En résumé, pour ne pas recommencer, il faut que l’Humanité apprenne à se comporter dans un monde fini, et il faudrait que la crise s'aggrave pour que les gouvernements propose un autre mode de société (pour l'instant ils injectent juste de l'argent pour que le monde tel qu'il était puisse continuer) où l'argent ne serait plus la seule finalité du travail pour les gens les plus riches (donc les plus puissants).

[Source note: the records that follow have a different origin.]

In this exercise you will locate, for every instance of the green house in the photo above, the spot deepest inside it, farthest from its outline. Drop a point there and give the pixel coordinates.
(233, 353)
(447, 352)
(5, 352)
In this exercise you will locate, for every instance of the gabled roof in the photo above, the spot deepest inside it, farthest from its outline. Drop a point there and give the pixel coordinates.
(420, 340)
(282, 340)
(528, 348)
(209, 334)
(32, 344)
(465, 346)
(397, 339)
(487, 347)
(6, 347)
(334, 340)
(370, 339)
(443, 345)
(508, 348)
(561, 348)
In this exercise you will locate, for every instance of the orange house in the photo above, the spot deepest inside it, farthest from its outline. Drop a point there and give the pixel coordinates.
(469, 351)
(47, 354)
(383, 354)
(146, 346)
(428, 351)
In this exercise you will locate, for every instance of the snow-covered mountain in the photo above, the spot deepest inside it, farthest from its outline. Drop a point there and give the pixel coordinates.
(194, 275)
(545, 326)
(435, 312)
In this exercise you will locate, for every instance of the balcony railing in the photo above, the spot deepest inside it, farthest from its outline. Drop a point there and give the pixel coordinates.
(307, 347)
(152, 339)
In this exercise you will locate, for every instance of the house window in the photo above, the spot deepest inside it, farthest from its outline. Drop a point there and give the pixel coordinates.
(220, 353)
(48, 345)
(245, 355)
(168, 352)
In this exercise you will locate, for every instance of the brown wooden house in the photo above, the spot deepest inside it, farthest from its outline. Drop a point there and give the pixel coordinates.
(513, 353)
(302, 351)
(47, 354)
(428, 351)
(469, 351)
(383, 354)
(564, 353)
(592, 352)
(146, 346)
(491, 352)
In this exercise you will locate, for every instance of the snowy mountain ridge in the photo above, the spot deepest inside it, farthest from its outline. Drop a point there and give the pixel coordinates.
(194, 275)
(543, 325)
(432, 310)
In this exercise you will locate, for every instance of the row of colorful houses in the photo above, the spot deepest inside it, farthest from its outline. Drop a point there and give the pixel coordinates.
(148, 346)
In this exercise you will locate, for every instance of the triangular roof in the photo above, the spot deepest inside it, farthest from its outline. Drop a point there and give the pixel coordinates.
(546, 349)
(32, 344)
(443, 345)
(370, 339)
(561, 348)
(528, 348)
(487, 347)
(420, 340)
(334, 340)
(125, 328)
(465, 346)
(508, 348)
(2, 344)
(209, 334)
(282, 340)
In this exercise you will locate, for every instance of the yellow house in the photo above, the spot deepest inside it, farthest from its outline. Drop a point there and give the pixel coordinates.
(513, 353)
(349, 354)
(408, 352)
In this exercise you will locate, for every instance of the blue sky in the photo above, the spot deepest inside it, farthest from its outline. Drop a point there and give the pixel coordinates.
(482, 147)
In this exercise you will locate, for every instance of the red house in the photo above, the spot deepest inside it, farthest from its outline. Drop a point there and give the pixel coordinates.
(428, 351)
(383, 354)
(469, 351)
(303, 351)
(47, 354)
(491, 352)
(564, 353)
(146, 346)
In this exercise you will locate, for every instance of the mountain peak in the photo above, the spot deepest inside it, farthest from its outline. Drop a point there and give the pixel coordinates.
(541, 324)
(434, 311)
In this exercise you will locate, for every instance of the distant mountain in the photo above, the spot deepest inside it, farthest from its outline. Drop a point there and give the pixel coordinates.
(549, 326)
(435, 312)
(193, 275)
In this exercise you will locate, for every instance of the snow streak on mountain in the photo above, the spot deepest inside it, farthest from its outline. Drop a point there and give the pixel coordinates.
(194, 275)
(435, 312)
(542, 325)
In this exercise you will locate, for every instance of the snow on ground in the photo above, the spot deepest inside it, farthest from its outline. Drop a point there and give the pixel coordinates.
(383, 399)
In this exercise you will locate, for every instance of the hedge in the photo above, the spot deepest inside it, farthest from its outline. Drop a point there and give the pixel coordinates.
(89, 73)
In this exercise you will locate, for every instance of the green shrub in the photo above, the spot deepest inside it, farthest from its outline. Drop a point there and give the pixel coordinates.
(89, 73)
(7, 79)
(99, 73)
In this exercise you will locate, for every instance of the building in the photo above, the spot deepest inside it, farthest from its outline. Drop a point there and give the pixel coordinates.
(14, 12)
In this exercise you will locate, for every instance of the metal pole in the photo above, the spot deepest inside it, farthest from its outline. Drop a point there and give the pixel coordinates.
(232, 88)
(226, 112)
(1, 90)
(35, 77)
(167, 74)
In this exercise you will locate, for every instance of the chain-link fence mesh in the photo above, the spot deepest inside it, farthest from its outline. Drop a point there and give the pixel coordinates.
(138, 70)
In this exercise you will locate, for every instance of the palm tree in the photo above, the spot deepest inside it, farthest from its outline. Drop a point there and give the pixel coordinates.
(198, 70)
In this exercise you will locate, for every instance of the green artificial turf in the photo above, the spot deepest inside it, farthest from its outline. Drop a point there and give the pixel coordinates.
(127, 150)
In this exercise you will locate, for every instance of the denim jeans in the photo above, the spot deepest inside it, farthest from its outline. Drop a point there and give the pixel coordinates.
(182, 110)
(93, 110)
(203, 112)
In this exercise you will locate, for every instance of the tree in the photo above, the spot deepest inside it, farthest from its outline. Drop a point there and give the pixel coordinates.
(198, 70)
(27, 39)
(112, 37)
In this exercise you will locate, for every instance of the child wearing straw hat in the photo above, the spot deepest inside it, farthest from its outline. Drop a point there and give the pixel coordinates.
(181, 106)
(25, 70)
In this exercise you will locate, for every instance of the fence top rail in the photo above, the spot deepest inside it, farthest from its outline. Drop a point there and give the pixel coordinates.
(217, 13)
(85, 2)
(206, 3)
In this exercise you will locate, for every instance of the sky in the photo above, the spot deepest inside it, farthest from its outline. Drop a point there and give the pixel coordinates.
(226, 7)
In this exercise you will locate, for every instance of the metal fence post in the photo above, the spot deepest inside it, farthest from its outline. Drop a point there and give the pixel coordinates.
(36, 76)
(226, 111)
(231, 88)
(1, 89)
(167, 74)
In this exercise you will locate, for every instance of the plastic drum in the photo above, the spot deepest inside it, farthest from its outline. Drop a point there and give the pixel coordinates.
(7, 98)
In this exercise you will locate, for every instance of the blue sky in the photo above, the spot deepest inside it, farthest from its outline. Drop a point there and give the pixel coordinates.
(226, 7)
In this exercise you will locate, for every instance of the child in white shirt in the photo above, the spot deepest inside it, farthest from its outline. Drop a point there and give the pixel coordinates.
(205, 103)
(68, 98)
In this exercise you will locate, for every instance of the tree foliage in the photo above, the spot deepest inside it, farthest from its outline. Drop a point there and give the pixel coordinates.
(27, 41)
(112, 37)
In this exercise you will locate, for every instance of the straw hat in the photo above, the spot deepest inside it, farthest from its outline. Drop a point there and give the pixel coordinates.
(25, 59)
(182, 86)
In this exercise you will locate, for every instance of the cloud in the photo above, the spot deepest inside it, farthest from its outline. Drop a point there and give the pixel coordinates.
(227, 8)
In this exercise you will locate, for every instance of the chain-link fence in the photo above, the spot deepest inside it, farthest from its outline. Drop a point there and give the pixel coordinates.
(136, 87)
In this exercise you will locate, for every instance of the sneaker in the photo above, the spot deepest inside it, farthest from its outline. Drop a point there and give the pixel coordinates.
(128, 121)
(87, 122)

Méditons ces quelques phrases de Saint Exupéry dans Terre des Hommes : "La grandeur d'un métier est peut-être, avant tout, d'unir des hommes : il n'est qu'un luxe véritable, et c'est celui des relations humaines. En travaillant pour les seuls biens matériels, nous bâtissons nous-mêmes notre prison. Nous nous enfermons solitaires, avec notre monnaie de cendre qui ne procure rien qui vaille de vivre. Si je cherche dans mes souvenirs ceux qui m'ont laissé un goût durable, si je fais le bilan des heures qui ont compté, à coup sûr je retrouve celles que nulle fortune ne m'eût procurées. On n'achète pas l'amitié d'un Mermoz, d'un compagnon de vol que les épreuves vécues ensemble ont lié à nous pour toujours".
Il y aurait dix milles autres choses à dire sur la crise actuelle et sur ls travers psychologiques et sociologiques qui l’ont provoqué. Dans un prochain post, je vous parlerai du déni et de l’aveuglement au désastre.